Una commedia brillante che diverte e al contempo invita lo spettatore a riflettere sullo stato di apartheid vigente negli Stati Uniti ancora negli anni sessanta, di contro a un film tutto teso a naturalizzare il cinismo imperante nella società capitalistica.


Green Book vs La favorita Credits: https://www.youtube.com/watch?v=GmqdPdCC5CQ

Green Book di Peter Farrelly è un ottimo prodotto dell’industria culturale, non a caso Il film ha ottenuto 5 candidature e vinto 3 Golden Globes – tra cui il premio per la migliore commedia – 4 candidature a BAFTA ed era tra i favoriti ai premi Oscar, dopo esser scelto come miglior film dai produttori, anche se poi ha ricevuto 5 candidature (miglior film, miglior attore protagonista, migliore sceneggiatura originale, migliore attore non protagonista e miglior montaggio). Il film è indubbiamente ben confezionato, è brillante, divertente e al tempo stesso capace di toccare temi indubbiamente sostanziali: dalla discriminazione degli afro-americani e, in secondo luogo, degli stessi italo-americani, alla persecuzione nei confronti degli omosessuali, sino alle profonde differenze di classe fra i lavoratori manuali e intellettuali. Tutte queste contraddizioni sociali, economiche e culturali sono squadernate, a partire da una storia realmente accaduta, ma sono in qualche modo ricomprese e risanate dal genere commedia di cui il film rispetta tutti i canoni essenzialmente conservatori. Da questo punto di vista mostra tutta la potenza dell’egemonia dell’industria culturale a stelle e strisce che è in grado di esporre tutte le proprie storiche contraddizioni in modo tutto sommato realistico, senza mai scadere nell’ideologico, nel postmoderno, senza perciò mettere mai seriamente in questione il proprio modello sociale e culturale. Ciò dimostra quanto è forte e sicuro il sistema ideologicamente dominante a livello internazionale, proprio perché riesce a ricomprendere al suo interno tutte le proprie contraddizioni.

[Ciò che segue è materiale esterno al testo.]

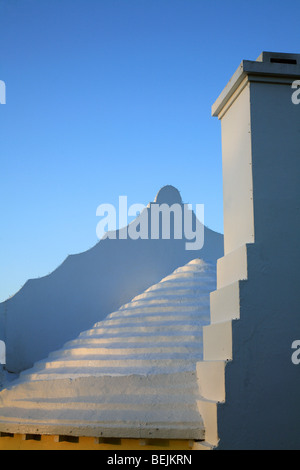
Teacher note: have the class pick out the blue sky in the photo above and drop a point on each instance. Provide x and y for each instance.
(113, 97)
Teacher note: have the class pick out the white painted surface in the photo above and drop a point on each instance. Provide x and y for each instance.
(86, 287)
(261, 409)
(131, 375)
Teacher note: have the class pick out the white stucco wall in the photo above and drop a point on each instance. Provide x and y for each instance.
(261, 401)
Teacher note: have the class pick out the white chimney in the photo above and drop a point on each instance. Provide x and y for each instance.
(255, 311)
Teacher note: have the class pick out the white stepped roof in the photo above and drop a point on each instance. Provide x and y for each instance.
(131, 375)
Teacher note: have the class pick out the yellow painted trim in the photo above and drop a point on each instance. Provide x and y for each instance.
(51, 442)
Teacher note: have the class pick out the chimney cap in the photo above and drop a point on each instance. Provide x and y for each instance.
(269, 66)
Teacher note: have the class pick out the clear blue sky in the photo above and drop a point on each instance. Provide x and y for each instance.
(113, 97)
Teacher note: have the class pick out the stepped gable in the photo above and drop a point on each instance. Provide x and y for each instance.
(87, 286)
(131, 375)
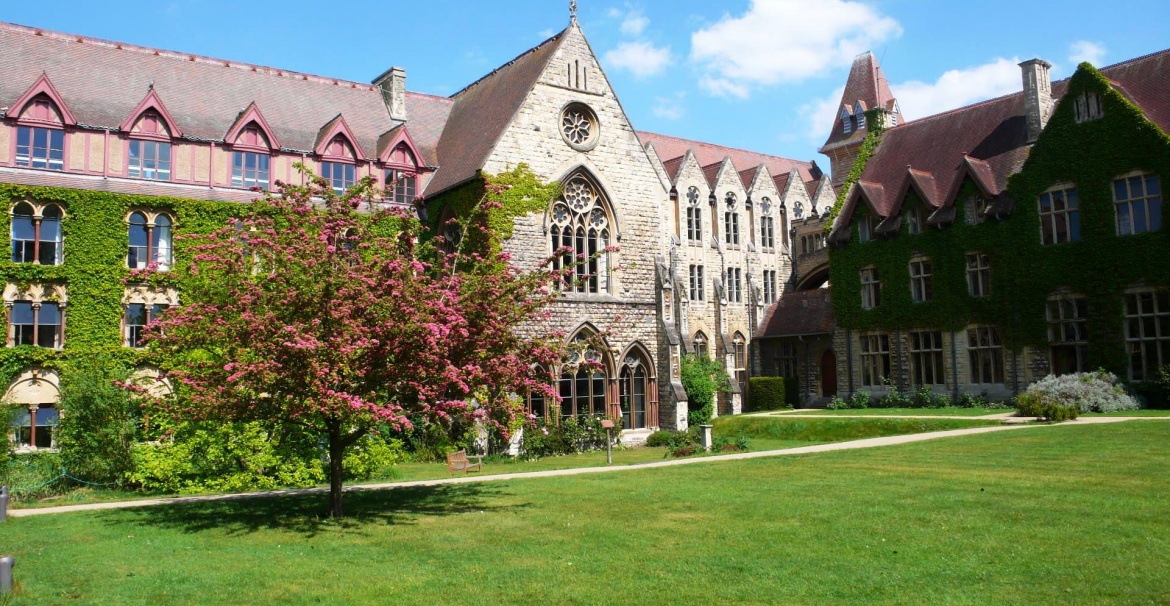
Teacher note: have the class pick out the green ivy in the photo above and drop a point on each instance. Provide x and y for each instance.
(96, 238)
(1024, 273)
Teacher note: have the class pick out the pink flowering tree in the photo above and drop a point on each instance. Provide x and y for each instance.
(338, 315)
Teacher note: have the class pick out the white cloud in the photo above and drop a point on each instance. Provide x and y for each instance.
(670, 108)
(958, 87)
(1085, 50)
(633, 20)
(640, 59)
(917, 100)
(778, 41)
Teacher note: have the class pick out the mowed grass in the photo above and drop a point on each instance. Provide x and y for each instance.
(1039, 515)
(906, 412)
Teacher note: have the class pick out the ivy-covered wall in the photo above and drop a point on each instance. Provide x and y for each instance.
(1024, 273)
(94, 269)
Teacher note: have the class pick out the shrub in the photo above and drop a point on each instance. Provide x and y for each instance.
(658, 439)
(1096, 392)
(702, 378)
(768, 393)
(226, 458)
(98, 422)
(572, 435)
(1045, 406)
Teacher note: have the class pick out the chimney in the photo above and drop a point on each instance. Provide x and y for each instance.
(1037, 96)
(392, 84)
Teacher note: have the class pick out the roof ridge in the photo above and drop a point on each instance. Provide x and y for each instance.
(183, 56)
(522, 55)
(724, 146)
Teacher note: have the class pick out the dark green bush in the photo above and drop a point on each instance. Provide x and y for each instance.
(659, 439)
(768, 393)
(702, 378)
(98, 422)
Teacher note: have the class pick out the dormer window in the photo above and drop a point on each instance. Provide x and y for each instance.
(1088, 107)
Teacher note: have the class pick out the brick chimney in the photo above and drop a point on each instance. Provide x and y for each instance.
(1037, 96)
(392, 84)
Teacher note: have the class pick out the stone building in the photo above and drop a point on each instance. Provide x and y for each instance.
(702, 232)
(986, 247)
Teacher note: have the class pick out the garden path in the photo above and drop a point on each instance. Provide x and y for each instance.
(872, 442)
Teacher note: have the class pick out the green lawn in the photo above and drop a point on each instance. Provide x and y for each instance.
(912, 412)
(1040, 515)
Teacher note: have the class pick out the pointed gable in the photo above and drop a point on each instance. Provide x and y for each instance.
(866, 88)
(43, 89)
(151, 104)
(482, 112)
(335, 139)
(250, 130)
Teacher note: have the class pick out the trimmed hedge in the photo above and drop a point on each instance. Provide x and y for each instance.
(766, 393)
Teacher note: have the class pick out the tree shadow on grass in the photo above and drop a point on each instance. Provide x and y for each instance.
(308, 514)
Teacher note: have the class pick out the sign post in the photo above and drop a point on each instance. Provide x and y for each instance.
(608, 440)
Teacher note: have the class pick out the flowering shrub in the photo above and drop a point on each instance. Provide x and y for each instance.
(1098, 392)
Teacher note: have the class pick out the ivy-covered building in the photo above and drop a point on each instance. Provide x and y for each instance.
(109, 152)
(984, 248)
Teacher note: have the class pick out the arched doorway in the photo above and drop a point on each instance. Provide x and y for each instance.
(828, 373)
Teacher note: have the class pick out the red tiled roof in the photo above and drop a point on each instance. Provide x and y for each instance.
(102, 82)
(482, 111)
(798, 312)
(707, 153)
(986, 142)
(866, 84)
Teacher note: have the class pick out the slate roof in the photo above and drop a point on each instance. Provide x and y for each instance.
(985, 142)
(102, 82)
(798, 312)
(866, 84)
(707, 153)
(482, 111)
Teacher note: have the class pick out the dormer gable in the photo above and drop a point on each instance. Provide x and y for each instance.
(250, 131)
(151, 119)
(397, 150)
(336, 140)
(42, 104)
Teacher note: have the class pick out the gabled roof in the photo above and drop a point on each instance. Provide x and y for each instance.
(866, 84)
(707, 153)
(482, 111)
(985, 143)
(798, 312)
(104, 81)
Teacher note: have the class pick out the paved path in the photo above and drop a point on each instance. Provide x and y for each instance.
(872, 442)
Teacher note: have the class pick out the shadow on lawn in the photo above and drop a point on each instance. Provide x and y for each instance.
(309, 514)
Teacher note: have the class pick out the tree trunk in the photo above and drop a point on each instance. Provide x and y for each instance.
(336, 458)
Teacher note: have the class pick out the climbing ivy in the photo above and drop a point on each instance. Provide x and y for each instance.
(94, 271)
(1024, 273)
(514, 194)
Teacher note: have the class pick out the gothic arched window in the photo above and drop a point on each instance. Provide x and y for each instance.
(580, 221)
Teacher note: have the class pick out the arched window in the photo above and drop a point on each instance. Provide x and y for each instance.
(731, 221)
(150, 241)
(741, 359)
(701, 345)
(584, 381)
(635, 393)
(580, 221)
(36, 234)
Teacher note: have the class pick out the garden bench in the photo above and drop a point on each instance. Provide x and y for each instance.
(461, 462)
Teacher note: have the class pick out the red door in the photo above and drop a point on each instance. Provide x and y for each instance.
(828, 374)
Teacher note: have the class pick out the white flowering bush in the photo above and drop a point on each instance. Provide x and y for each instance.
(1089, 392)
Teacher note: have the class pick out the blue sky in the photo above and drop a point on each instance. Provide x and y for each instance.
(757, 74)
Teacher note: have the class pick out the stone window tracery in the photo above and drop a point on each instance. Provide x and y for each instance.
(582, 222)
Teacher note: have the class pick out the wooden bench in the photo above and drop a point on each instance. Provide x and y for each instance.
(461, 462)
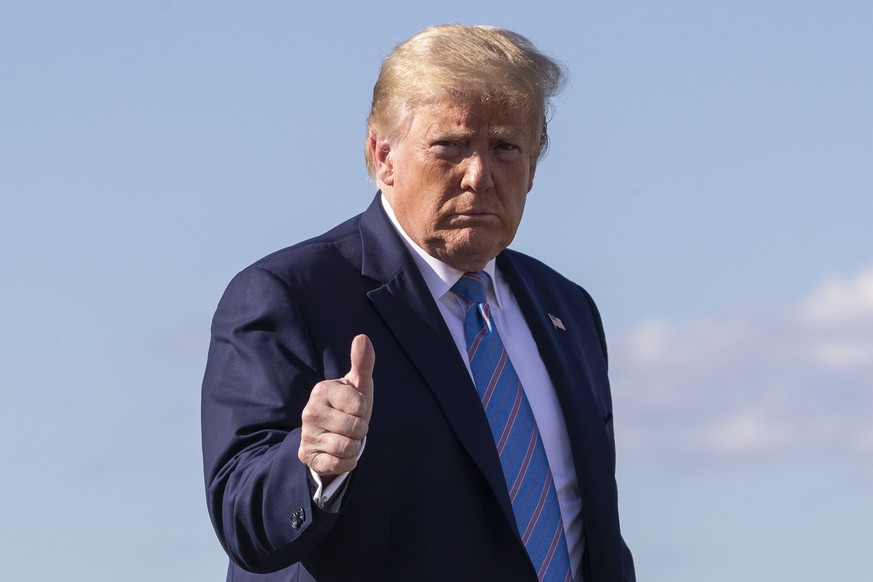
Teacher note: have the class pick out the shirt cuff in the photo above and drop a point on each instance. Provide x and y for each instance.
(328, 498)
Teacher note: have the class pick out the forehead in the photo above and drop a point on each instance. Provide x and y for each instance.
(468, 118)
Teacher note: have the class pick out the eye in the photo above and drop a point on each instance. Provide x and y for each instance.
(505, 146)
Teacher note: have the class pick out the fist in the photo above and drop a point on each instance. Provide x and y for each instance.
(337, 416)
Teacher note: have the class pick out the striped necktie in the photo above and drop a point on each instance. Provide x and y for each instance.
(522, 456)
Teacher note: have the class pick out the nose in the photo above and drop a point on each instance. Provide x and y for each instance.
(477, 173)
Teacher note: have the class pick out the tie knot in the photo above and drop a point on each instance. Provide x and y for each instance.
(473, 286)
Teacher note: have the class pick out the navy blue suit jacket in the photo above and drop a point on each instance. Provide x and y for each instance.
(428, 500)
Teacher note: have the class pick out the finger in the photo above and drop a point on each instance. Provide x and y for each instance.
(349, 423)
(363, 358)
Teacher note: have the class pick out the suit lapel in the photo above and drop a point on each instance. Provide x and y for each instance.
(405, 304)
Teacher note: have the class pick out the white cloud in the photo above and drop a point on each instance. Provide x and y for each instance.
(751, 383)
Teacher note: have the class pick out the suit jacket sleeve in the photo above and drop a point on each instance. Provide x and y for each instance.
(259, 373)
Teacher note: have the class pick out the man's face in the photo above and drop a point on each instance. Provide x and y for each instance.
(457, 179)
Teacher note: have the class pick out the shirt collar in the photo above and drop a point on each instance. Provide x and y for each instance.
(438, 276)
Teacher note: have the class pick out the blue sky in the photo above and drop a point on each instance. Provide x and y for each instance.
(709, 182)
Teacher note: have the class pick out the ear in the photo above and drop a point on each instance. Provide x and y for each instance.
(533, 170)
(383, 163)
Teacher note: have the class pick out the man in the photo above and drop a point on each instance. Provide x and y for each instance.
(402, 398)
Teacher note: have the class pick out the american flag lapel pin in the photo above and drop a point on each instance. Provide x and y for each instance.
(556, 321)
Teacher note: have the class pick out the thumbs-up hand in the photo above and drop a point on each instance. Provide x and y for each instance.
(336, 418)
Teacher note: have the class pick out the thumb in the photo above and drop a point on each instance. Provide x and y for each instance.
(363, 358)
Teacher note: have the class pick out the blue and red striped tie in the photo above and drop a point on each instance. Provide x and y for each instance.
(522, 456)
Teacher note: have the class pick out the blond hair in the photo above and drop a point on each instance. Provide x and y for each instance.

Al centro del film, a ulteriore dimostrazione della capacità di incidere che ha avuto il grande movimento Black Lives Matter, abbiamo ancora la discriminazione razziale, in particolare nei riguardi degli afroamericani, che è stata posta giustamente al centro di diversi validi film americani nell’ultimo biennio. Anche se, in questo caso, tale discriminazione è in qualche modo riequilibrata nel rapporto fra servo e padrone, posto al centro del film, dalla discriminazione di classe. Nel ruolo del padrone abbiamo, infatti, un colto e raffinatissimo artista afro-americano, mentre nel ruolo del suo servo abbiamo il tipico esponente della plebe americana, piena di pregiudizi razziali, che gli impediscono di prendere coscienza del proprio ruolo potenzialmente rivoluzionario, in quanto sentendosi comunque superiore ai non “bianchi”, non comprende che lottando contro il proprio imperialismo non avrebbe altro da perdere che le proprie catene. Inoltre a rendere ancora più plebe larghi strati del proletariato statunitense vi è l’ideologia nazionalista, che li porta generalmente a considerare del tutto naturale il ruolo imperialistico del proprio paese, considerato il “destino manifesto” e la missione di imporre i propri superiori valori a livello internazionale.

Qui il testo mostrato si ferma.